An irredeemably poor week for releases, this, so let’s hurtle through it like a noisome, grotty, ‘rock n roll train’…
AC/DC – Rock N Roll Train *
I feel totally unqualified to talk about this sort of music, but then I feel totally mystified as to why the hell AC/DC are releasing new music at all. This single doesn’t enlighten me. This is far too bloated, pedestrian, one-dimensional…the guitars chop and splurge, the drums thump on heterosexually – musically, it’s inoffensive. But the constipated squeal of his voice alone is enough to damn this record.
Keane – The Lovers Are Losing **
Can I be controversial and claim to love Keane? It’d be original enough. Frankly, no, but I can at least flag up something that’s very, very unfair. Kings Of Leon spend their last two albums trying to sound exactly like U2, and are feted and adored for it. Keane do the same thing here, but far better, in that they actually sound so ridiculously like U2 in the 1990s that you think Bono’s practicing ventriloquism with his hand up Tom Chaplin’s arse. Apart from that, the second line of the chorus is quite nice and sounds more like Delays. If it weren’t that my father once bumped into Chaplin practicing his swing on the driving range, I’d admit to liking this song.
Fall Out Boy – I Don’t Care **
The intro has that chugging, raunchy beat favoured by Kasabian and Kylie (remember ‘2 Hearts’?) So this is jolly emo then. Yes indeed. ‘The best of us can find happiness in misery.’ Happiness and a lucrative musical career, it seems. The chorus starts like really bad Green Day, but ends in an altogether more sophisticate place. The lyrics veer from the contorted and spoilt to the mildly interesting. Obviously, I can’t stand this band. But the song’s not bad at all.
Girls Aloud – The Promise ***
This should be brilliant. This time, pop’s most consistent sonic innovators capture something simultaneously eternal and really retro. It’s glitzy, cinematic, and does that thing with a minor 4th chord that screams vintage class. The hook is giddy and impulsive; the strings giggle and flirt in the background with assured, macho brass. It takes a little too long to get going, but once it gets into its stride, this is truly swoonsome. But it only gets three stars, since the key change three and a half minutes in is unforgivably clumsy. Where’s their attention to detail gone?
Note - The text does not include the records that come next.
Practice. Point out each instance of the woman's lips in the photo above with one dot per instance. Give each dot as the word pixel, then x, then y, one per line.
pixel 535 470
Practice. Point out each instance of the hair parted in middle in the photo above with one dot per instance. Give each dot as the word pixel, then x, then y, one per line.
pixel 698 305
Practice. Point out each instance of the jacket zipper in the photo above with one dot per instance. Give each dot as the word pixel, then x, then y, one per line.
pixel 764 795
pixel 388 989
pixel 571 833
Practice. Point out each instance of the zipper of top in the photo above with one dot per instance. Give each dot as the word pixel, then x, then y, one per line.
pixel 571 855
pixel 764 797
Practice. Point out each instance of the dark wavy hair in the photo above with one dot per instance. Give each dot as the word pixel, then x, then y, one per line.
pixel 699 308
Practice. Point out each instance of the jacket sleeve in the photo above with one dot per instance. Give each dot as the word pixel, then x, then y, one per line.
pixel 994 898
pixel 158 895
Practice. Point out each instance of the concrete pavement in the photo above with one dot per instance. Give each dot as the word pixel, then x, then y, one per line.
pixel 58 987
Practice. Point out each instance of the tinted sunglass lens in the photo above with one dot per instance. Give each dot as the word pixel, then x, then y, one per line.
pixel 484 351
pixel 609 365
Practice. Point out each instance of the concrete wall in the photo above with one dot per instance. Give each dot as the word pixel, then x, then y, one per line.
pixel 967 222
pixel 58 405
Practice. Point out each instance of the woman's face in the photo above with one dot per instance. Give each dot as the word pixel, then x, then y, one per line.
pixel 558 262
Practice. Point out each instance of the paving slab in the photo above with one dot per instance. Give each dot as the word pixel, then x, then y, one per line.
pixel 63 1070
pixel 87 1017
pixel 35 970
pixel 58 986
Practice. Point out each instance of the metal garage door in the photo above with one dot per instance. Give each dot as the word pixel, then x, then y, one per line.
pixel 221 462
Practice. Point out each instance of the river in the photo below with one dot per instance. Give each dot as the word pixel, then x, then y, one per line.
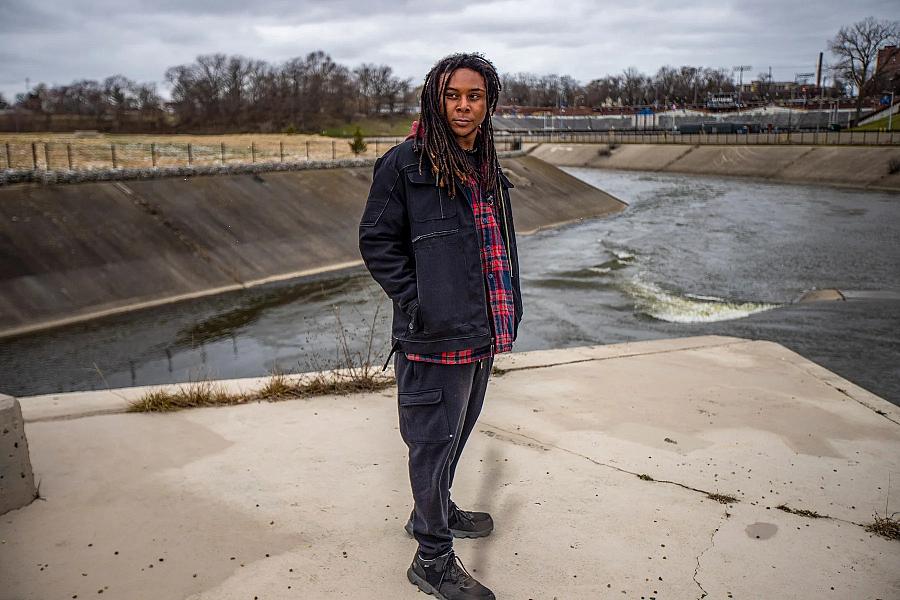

Top of the Ox: Local Tune of the Week
You’ve probably heard of Borderville, but they’ve sort of been away and come back this year. So I may as well mention them again now their sure path to success seems to have meandered somewhat. They’ve got a new bass player and new songs, and I can’t make up my mind whether ‘Lover I’m Finally Through’ or ‘Silence and Violence’ is better. These two, now playing on their myspace, thus compete for tune of the week; a motley brace of urchin-folk songs that sound like a travelling circus pitched up outside a Victorian music hall. Their energy, eclecticism and way with a swashbuckling melody recall folk pioneers Bellowhead, but these tunes have a ragged ferocity all their own.